Simplified inverse filter tracked affective acoustic signals classification incorporating deep convolutional neural networks

Yuxiang Kuang,Qun Wu,Ying Wang,Nilanjan Dey,Fuqian Shi,Rubén González Crespo,R. Simon Sherratt
DOI: https://doi.org/10.1016/j.asoc.2020.106775
IF: 8.7
2020-12-01
Applied Soft Computing
Abstract:<p>Facial expressions, verbal, behavioral, such as limb movements, and physiological features are vital ways for affective human interactions. Researchers have given machines the ability to recognize affective communication through the above modalities in the past decades. In addition to facial expressions, changes in the level of sound, strength, weakness, and turbulence will also convey affective. Extracting affective feature parameters from the acoustic signals have been widely applied in customer service, education, and the medical field. In this research, an improved AlexNet-based deep convolutional neural network (A-DCNN) is presented for acoustic signal recognition. Firstly, preprocessed on signals using simplified inverse filter tracking (SIFT) and short-time Fourier transform (STFT), Mel frequency Cepstrum (MFCC) and waveform-based segmentation were deployed to create the input for the deep neural network (DNN), which was applied widely in signals preprocess for most neural networks. Secondly, acoustic signals were acquired from the public Ryerson Audio-Visual Database of Affective Speech and Song (RAVDESS) affective speech audio system. Through the acoustic signal preprocessing tools, the basic features of the kind of sound signals were calculated and extracted. The proposed DNN based on improved AlexNet has a 95.88% accuracy on classifying eight affective of acoustic signals. By comparing with some linear classifications, such as decision table (DT) and Bayesian inference (BI) and other deep neural networks, such as AlexNet+SVM, recurrent convolutional neural network (R-CNN), etc., the proposed method achieves high effectiveness on the accuracy (A), sensitivity (S1), positive predictive (PP), and f1-score (F1). Acoustic signals affective recognition and classification can be potentially applied in industrial product design through measuring consumers' affective responses to products; by collecting relevant affective sound data to understand the popularity of the product, and furthermore, to improve the product design and increase the market responsiveness.</p>
computer science, artificial intelligence, interdisciplinary applications
What problem does this paper attempt to address?

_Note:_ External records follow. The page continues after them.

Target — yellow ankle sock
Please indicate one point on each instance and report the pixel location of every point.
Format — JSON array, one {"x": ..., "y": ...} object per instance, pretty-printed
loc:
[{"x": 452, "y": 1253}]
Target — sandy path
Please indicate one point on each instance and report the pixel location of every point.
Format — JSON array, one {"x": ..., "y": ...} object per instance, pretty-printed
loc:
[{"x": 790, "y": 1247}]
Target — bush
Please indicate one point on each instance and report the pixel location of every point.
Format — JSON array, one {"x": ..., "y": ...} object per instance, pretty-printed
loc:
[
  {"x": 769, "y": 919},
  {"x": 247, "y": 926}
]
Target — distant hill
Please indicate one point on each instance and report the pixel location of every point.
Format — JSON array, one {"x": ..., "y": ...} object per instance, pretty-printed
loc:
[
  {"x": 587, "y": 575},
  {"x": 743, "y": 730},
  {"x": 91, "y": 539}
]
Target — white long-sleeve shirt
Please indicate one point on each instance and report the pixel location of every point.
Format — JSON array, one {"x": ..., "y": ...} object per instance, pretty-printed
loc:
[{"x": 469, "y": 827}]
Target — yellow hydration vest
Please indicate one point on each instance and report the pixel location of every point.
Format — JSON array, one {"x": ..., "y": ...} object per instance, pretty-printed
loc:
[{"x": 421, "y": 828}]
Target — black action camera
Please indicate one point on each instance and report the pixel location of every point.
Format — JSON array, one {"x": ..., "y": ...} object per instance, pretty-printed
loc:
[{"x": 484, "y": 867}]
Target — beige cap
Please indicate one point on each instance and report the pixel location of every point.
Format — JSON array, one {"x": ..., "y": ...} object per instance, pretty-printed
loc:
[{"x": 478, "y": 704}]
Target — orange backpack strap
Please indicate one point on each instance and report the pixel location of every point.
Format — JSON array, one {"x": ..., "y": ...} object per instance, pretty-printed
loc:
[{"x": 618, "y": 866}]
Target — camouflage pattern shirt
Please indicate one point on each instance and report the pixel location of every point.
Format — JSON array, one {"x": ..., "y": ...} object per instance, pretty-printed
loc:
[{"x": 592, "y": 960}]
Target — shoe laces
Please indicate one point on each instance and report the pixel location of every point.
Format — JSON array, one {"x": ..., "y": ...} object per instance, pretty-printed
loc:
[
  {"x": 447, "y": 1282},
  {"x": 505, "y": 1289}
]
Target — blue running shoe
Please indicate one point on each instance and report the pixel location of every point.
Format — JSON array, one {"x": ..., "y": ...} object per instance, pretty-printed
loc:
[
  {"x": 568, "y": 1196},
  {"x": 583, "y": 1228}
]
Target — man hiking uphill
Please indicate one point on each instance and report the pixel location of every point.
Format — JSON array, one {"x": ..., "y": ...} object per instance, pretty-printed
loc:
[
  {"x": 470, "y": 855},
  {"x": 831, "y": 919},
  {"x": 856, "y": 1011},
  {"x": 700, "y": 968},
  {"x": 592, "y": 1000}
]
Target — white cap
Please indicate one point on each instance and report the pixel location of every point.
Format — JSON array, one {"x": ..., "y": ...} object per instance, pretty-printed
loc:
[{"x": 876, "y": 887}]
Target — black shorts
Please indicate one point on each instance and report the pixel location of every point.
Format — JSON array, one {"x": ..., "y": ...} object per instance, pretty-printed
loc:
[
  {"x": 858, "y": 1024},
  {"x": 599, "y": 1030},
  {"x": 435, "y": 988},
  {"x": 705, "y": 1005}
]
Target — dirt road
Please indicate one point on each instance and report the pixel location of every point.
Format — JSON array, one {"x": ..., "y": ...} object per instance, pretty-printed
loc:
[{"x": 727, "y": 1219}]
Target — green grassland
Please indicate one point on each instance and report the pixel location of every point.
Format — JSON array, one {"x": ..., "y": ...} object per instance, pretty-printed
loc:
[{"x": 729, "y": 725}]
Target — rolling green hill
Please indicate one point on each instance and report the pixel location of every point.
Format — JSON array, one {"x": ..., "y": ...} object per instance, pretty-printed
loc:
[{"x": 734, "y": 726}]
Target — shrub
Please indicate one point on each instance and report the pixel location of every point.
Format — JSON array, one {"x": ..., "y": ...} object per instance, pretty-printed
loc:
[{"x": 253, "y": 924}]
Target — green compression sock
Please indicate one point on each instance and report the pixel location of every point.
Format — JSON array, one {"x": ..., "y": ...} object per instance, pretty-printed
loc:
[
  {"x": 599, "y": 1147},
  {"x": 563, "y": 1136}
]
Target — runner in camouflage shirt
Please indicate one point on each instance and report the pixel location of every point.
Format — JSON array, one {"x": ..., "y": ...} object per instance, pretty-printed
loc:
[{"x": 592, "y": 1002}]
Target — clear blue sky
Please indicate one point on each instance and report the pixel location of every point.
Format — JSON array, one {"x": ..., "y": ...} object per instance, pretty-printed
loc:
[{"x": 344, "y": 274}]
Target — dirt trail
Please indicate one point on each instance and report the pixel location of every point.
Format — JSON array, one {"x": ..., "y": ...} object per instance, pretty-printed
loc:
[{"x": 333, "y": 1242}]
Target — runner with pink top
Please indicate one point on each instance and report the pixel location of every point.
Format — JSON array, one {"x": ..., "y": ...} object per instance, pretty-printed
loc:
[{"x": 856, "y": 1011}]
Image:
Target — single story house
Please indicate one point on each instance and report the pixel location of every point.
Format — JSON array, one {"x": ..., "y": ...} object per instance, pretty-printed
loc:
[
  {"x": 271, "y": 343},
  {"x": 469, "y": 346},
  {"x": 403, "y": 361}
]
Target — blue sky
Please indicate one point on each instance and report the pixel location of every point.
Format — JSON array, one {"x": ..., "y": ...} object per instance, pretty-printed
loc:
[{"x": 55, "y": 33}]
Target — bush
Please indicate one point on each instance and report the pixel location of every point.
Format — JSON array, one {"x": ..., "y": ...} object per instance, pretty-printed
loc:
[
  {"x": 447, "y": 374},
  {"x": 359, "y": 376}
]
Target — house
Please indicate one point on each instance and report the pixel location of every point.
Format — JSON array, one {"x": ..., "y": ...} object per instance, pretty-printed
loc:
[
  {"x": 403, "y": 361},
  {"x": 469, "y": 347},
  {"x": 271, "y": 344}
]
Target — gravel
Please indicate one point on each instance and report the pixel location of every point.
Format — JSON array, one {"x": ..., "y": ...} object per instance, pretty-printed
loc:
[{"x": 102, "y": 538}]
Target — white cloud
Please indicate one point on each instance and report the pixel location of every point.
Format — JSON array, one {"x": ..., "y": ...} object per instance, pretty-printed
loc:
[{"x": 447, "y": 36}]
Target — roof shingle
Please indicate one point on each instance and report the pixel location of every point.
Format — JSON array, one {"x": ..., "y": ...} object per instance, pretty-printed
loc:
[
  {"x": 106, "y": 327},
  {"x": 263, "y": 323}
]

The paper primarily addresses the issue of emotional speech signal recognition, specifically: 1. **Research Background and Objectives**: The paper points out that affective computing, which can detect, classify, organize, and respond to human emotional communication, is crucial for achieving more friendly and efficient human-computer interaction. Although sound signals themselves do not have emotions, their characteristics such as intensity and pitch can convey emotional information. Therefore, extracting emotional feature parameters from audio signals and applying them in fields such as customer service, education, and healthcare is of great significance. 2. **Method**: To improve the accuracy of emotional speech signal recognition, the paper proposes a deep convolutional neural network (A-DCNN) based on an improved version of AlexNet. First, the audio signals are preprocessed, including Simplified Inverse Filtering Tracking (SIFT) and Short-Time Fourier Transform (STFT), as well as Mel-Frequency Cepstral Coefficients (MFCC) and waveform-based segmentation, to create inputs for the deep neural network. Then, emotional speech signals are obtained from the public dataset RAVDESS, and the basic features of these signals are calculated through preprocessing tools. The proposed deep neural network based on the improved AlexNet achieves a high accuracy rate of 95.88% in the classification task of eight types of emotional speech signals. 3. **Innovations**: Compared to traditional linear classification methods (such as Decision Table DT and Bayesian Inference BI) and other deep neural networks (such as AlexNet+SVM, Recurrent Convolutional Neural Network R-CNN, etc.), the proposed method shows higher effectiveness in terms of accuracy, sensitivity, positive predictive value, and F1 score. 4. **Application Scenarios**: Emotional speech signal recognition and classification technology can be applied in industrial product design to understand the popularity of products by measuring consumers' emotional responses to them, thereby further improving product design and increasing market response speed. In summary, the goal of this paper is to improve the accuracy of emotional speech signal recognition by proposing an improved deep learning framework, thereby providing technical support for applications in related fields.